An Interview with Adam Schwartz

The longtime educator's new story collection seeks to capture (and honor) the voices of Baltimore teens.

An Interview with Adam Schwartz

Adam Schwartz’s The Rest of the World recently won the Washington Writers’ Publishing House 2020 award for fiction. His eight-story collection chronicles the lives of Baltimore teens as they persevere while coping with hair-trigger violence, absent parents, and their own often conflicting impulses. Schwartz, who has taught in the Baltimore City public schools for more than 20 years, draws inspiration from his students’ resiliency, resourcefulness, and persistence.

The circumstances of your characters are almost unbelievably difficult, and their responses to them are often violent. Yet you have said these stories are an affirmation about Baltimore’s young people. In what sense is this so? 

Baltimore can be a violent city — especially for people living in struggling communities. I long ago ran out of enough fingers and toes to count all of the students I’ve known who have been murdered. Why has Baltimore been safe for me but unsafe for many students at my school? Why, at the end of the school day, do some kids have to put on their hard faces to get home, but I don’t? How does the threat of violence shape their views and the possibilities they see for themselves in the world?

I didn’t set out to write a book with characters scarred by violence, but perhaps these stories are, in part, an expression of the anger I feel at a nation that continues to betray the hopes of children. What kind of a country, year after year, puts kids through this?

In Between the World and Me, an epistle the author wrote to his son, Baltimore native Ta-Nehisi Coates offers a powerful, firsthand account of these pressures: “When I was about your age, each day, fully one-third of my brain was concerned with who I was walking to school with, our precise number, the manner of our walk, the number of times I smiled, who or what I smiled at, who offered a pound and who did not — all of which is to say that I practiced the culture of the streets, a culture concerned chiefly with securing the body.”

The mazy pressures Ta-Nehisi Coates navigated in the late 80s are the same ones many young men at my school still endure. But Baltimore isn’t just its problems. It’s also the people who rise above them. My hope is that the stories in my book are mostly about kids lifting each other up and resisting despair, finding solace in loved ones, holding on to their ideals, refusing to give up on themselves or loved ones, and striving to overcome the turmoil around them.

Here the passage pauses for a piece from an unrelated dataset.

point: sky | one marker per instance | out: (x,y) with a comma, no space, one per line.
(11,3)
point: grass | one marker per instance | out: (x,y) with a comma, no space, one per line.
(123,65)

The adults in these stories are shadow figures, either too exhausted to exert any control over their teenagers or downright predatory. As a consequence, the teens take care of themselves and, frequently, younger siblings. Would you agree that this situation forces them to grow up too fast and robs them of the opportunity to consider the possibilities of the rest of the world?

The problems of Baltimore’s struggling neighborhoods are the problems bred by entrenched, systemic inequities: redlined neighborhoods; disinvestment — public and private; the economic insecurity and isolation borne of few job opportunities and lousy public transportation; municipal neglect; and the policies of mass incarceration. The instabilities and hazards created by these injustices fall hardest on children. They’re the ones who have to figure this out — have to figure out how to navigate the still-unfolding fallout of our country’s abominable legacy of racial injustice.

Many Baltimore kids are growing up in loving homes with solid family supports. But Baltimore still lays a lot of obstacles at their feet. So the characters in my stories are coming of age in a city that tests their ideals, tests their resilience, tests their beliefs in their own possibilities. In this way, they are initiation stories in which characters undergo experiences that alter how they see themselves and the world around them.

Your dialogue is especially rich. Where does your ear for subtle conversation come from?

Thank you. The students’ stories — both the struggles and the triumphs — stick in my head, their voices stick in my ear, and the striving they do against steep challenges evokes my hopes for them. There are days where I’m almost involuntarily inhabiting some aspect of human experience I’ve been invited into.

“Carmen an Ant,” a story of yours about a shooting outside a school and young love, will be published in Raritan. Originally, the Tahoma Literary Review accepted it, but then a sensitivity reader found issues with its “insensitive characterizations and tinned-eared diction,” so you withdrew it. Cultural appropriation is an issue many writers and publishers are grappling with. Do you think the issue has some legitimacy, or do you think that we should be free to tell each other’s stories, regardless of race or background?

I think often about these tensions. And I do worry sometimes that I’ve trespassed by creating characters whose struggles cannot be disconnected from our country’s vile history of racial injustice — injustices I’ve never had to deal with. Artists who perpetuate stereotypes or exploit the traditions of a culture should be condemned. I hope my stories don’t do that. I hope my stories honor the strength, will, generosity, and disparate presentations of humanity so many Baltimore teens have shown me over the years. I hope race is but one strand in these characters’ identities. But, no, I don’t believe that artists should be made to confine the subjects of their work to people more or less like themselves, living in milieus more or less like their own.

Patricia Schultheis is the author of St. Bart’s Way, a collection of stories also set in Baltimore, and which won the Washington Writers’ Publishing House award for fiction in 2015.